## This notebook is inspired from Ruchi Bhatia's Notebook [Link](https://www.kaggle.com/ruchi798/and-identification-eda-augmentation/notebook) and Andrada Olteanu's notebook [Link](https://www.kaggle.com/andradaolteanu/whales-dolphins-effnet-embedding-cos-distance#7.-Cosine-Distance)

# Import libraries

In [None]:
!pip install imagesize

In [None]:
import numpy as np
import pandas as pd
import seaborn as sns
import matplotlib.pyplot as plt

import os
import cv2

from termcolor import colored
import imagesize

from tqdm import tqdm

import warnings
warnings.filterwarnings("ignore")

In [None]:
train_data = pd.read_csv("../input/happy-whale-and-dolphin/train.csv")
train_data.head(5)

# Figure out unique data and fix repeating names

In [None]:
print("Number of unique species :", train_data["species"].nunique())
print("Unique Species names :", list(train_data["species"].unique()))

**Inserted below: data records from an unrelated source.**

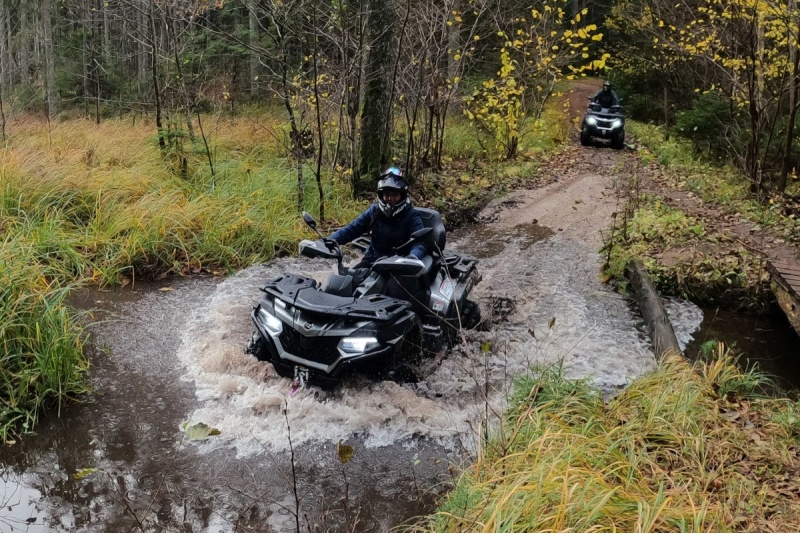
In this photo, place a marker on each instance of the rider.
(391, 221)
(606, 97)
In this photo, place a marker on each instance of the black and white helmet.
(392, 179)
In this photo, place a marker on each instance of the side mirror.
(309, 220)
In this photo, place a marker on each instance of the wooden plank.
(787, 268)
(795, 272)
(790, 305)
(655, 316)
(778, 280)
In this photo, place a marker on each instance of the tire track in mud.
(540, 266)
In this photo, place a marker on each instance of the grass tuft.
(697, 455)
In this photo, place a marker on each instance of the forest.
(359, 83)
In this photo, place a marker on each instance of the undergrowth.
(706, 453)
(82, 203)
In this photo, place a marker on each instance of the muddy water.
(766, 340)
(172, 353)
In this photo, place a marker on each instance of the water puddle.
(172, 352)
(767, 340)
(485, 241)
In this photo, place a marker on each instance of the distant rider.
(391, 221)
(606, 97)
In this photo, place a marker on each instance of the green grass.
(82, 203)
(654, 458)
(716, 184)
(87, 204)
(42, 343)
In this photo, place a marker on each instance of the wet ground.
(172, 353)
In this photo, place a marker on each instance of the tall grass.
(681, 449)
(42, 344)
(100, 204)
(717, 184)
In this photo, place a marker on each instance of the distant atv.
(605, 124)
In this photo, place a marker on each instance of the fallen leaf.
(85, 472)
(344, 452)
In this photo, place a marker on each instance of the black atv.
(316, 333)
(606, 124)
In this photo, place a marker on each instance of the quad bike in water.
(603, 123)
(317, 333)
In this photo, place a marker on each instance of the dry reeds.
(681, 449)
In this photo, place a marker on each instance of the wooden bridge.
(786, 287)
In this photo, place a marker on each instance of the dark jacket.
(386, 234)
(606, 98)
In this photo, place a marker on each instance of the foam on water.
(594, 334)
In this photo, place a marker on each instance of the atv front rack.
(302, 293)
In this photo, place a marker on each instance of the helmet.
(392, 179)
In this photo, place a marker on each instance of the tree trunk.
(142, 54)
(5, 39)
(375, 132)
(794, 97)
(49, 58)
(154, 69)
(23, 58)
(254, 40)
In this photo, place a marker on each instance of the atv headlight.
(353, 345)
(271, 324)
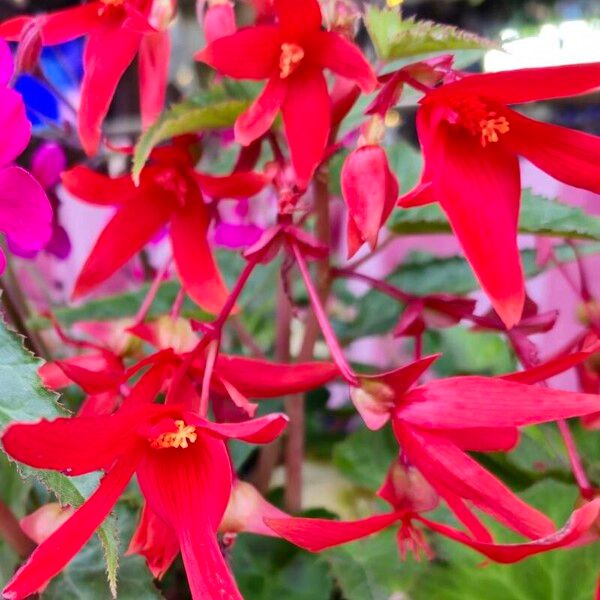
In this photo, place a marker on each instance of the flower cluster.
(163, 389)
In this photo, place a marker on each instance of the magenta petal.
(16, 129)
(7, 66)
(25, 212)
(47, 164)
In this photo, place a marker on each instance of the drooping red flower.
(291, 55)
(471, 142)
(183, 470)
(117, 31)
(437, 422)
(410, 495)
(370, 190)
(170, 193)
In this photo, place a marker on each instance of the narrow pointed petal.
(250, 53)
(459, 402)
(334, 52)
(189, 490)
(257, 378)
(298, 18)
(25, 211)
(307, 137)
(257, 119)
(54, 554)
(101, 77)
(154, 56)
(479, 190)
(318, 534)
(262, 430)
(96, 188)
(564, 153)
(440, 461)
(578, 524)
(57, 27)
(132, 227)
(527, 85)
(237, 185)
(195, 263)
(156, 542)
(73, 445)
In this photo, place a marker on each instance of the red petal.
(251, 53)
(257, 119)
(258, 378)
(459, 402)
(53, 555)
(479, 189)
(196, 266)
(257, 431)
(298, 18)
(365, 177)
(156, 542)
(72, 445)
(332, 51)
(526, 85)
(101, 77)
(307, 132)
(566, 154)
(153, 64)
(236, 185)
(318, 534)
(96, 188)
(189, 490)
(580, 521)
(132, 227)
(440, 461)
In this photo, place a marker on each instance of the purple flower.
(25, 212)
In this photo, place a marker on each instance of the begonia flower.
(170, 193)
(471, 142)
(291, 55)
(25, 213)
(128, 28)
(409, 495)
(182, 467)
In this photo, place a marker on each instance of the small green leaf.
(186, 117)
(395, 37)
(539, 215)
(24, 398)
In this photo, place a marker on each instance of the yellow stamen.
(182, 438)
(291, 55)
(491, 127)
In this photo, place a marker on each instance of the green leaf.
(84, 576)
(186, 117)
(24, 398)
(539, 215)
(395, 37)
(267, 568)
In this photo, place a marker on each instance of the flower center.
(289, 60)
(182, 438)
(477, 117)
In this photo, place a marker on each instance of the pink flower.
(25, 213)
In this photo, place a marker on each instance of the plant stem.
(11, 532)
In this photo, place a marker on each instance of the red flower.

#### 1. Bottlenose_dolphin has been mispelled as bottlenose_dolpin
#### 2. Killer_whale has been mispelled as kiler_whale

#### Fixing...

#### pilot_whale and globis are both short_finned_pilot_whale and thus the three can be merged - From [discussions](https://www.kaggle.com/c/happy-whale-and-dolphin/discussion/305468)

In [None]:
train_data["species"] = train_data["species"].str.replace('bottlenose_dolpin', 'bottlenose_dolphin')
train_data["species"] = train_data["species"].str.replace('kiler_whale', 'killer_whale')
train_data["species"] = train_data["species"].str.replace('pilot_whale', 'short_finned_pilot_whale')
train_data["species"] = train_data["species"].str.replace('globis', 'short_finned_pilot_whale')

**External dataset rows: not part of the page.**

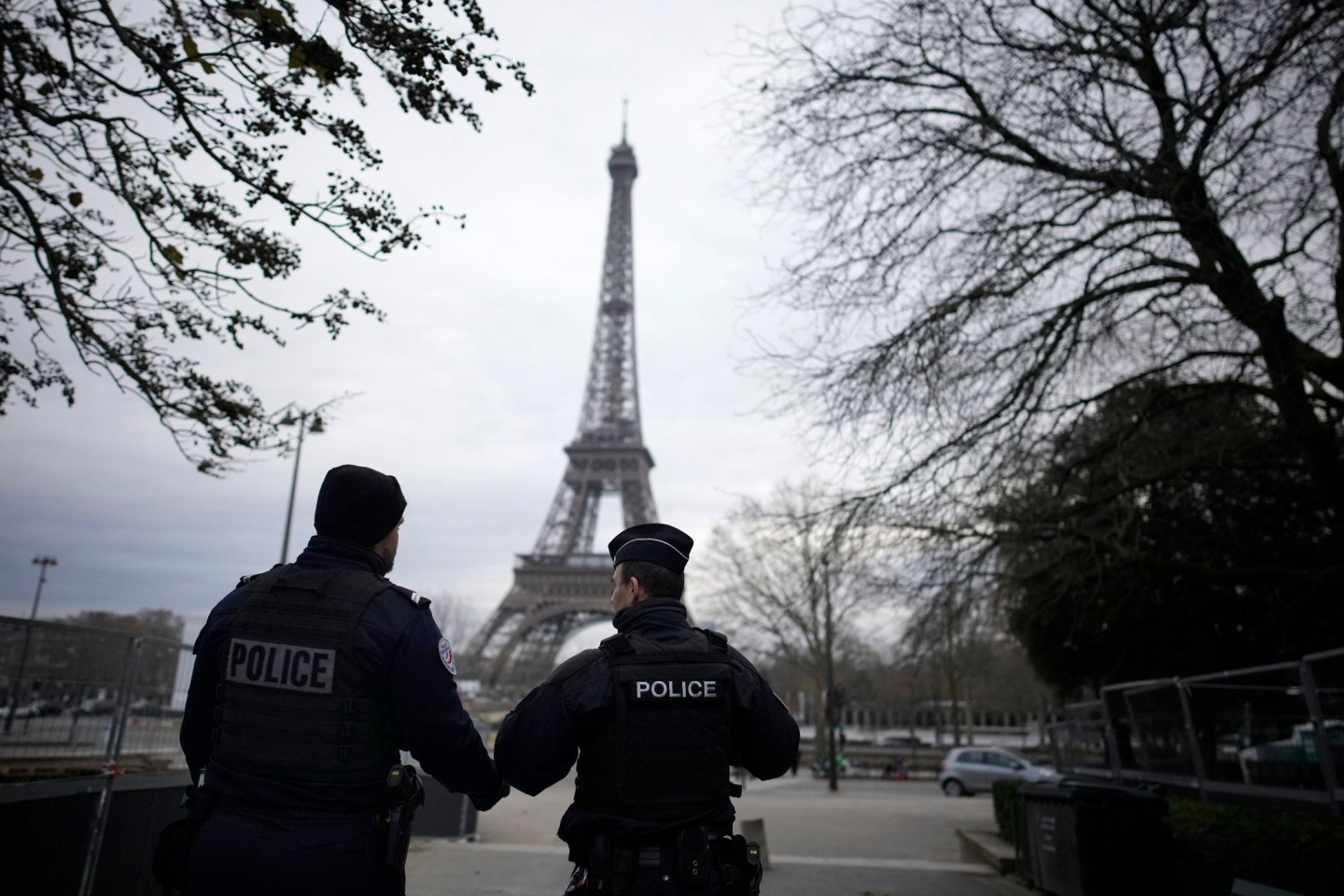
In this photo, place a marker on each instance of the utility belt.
(170, 860)
(691, 856)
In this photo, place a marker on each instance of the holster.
(610, 867)
(174, 847)
(408, 795)
(739, 864)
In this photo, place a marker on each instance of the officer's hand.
(484, 802)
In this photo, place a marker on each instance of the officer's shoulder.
(574, 665)
(410, 596)
(250, 577)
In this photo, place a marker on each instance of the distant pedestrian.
(655, 716)
(309, 679)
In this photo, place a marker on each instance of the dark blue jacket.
(539, 740)
(397, 642)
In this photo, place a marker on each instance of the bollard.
(754, 831)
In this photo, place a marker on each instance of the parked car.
(969, 770)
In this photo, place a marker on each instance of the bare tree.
(773, 566)
(1016, 207)
(790, 571)
(144, 147)
(455, 618)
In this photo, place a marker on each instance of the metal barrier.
(1273, 733)
(85, 706)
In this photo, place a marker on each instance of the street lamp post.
(831, 678)
(316, 428)
(27, 638)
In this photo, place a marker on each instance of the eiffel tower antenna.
(564, 583)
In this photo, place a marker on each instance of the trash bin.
(1093, 838)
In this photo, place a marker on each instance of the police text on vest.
(675, 690)
(281, 665)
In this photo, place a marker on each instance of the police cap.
(657, 543)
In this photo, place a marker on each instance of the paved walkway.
(871, 838)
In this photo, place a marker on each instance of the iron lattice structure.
(564, 584)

train_data["species"] = train_data["species"].str.replace('short_finned_short_finned_pilot_whale', 'short_finned_pilot_whale')
train_data["species"] = train_data["species"].str.replace('long_finned_short_finned_pilot_whale', 'long_finned_pilot_whale')

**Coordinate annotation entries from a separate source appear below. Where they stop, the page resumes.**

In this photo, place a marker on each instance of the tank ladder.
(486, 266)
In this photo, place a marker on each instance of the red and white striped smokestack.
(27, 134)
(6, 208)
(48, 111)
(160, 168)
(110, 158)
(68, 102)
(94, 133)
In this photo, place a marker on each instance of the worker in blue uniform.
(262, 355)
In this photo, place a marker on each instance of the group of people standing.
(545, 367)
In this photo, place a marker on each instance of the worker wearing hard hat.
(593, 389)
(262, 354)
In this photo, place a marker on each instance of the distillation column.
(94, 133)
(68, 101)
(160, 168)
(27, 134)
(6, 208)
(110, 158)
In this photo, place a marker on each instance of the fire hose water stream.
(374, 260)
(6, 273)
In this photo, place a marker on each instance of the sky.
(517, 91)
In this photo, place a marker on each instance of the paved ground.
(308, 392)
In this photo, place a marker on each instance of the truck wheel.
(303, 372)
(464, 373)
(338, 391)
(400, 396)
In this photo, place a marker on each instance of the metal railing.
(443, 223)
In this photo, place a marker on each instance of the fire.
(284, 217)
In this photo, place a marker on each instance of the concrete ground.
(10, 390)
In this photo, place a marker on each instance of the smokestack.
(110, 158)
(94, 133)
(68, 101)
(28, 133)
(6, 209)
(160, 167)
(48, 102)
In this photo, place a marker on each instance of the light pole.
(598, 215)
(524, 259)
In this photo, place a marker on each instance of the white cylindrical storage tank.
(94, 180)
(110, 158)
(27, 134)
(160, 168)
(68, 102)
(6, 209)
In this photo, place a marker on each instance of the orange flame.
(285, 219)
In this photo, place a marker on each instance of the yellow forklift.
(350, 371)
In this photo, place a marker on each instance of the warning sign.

print(colored("Duplicates fixed...", 'red'))

print(colored("Number of unique species : {0}".format(train_data["species"].nunique()), "green"))
print("Unique Species names :", list(train_data["species"].unique()))

# Train and Test data

In [None]:
test_img_dir = '../input/happy-whale-and-dolphin/test_images'
train_img_dir = '../input/happy-whale-and-dolphin/train_images'

def getCompleteImagePath(path):
    image_names = []
    for dirname, _, filenames in os.walk(path):
        for imageName in filenames:
            complete_path = os.path.join(dirname, imageName)
            image_names.append(complete_path)
    return image_names, len(image_names)

train_img_path, num_train_images = getCompleteImagePath(train_img_dir)
test_img_path, num_test_images = getCompleteImagePath(test_img_dir)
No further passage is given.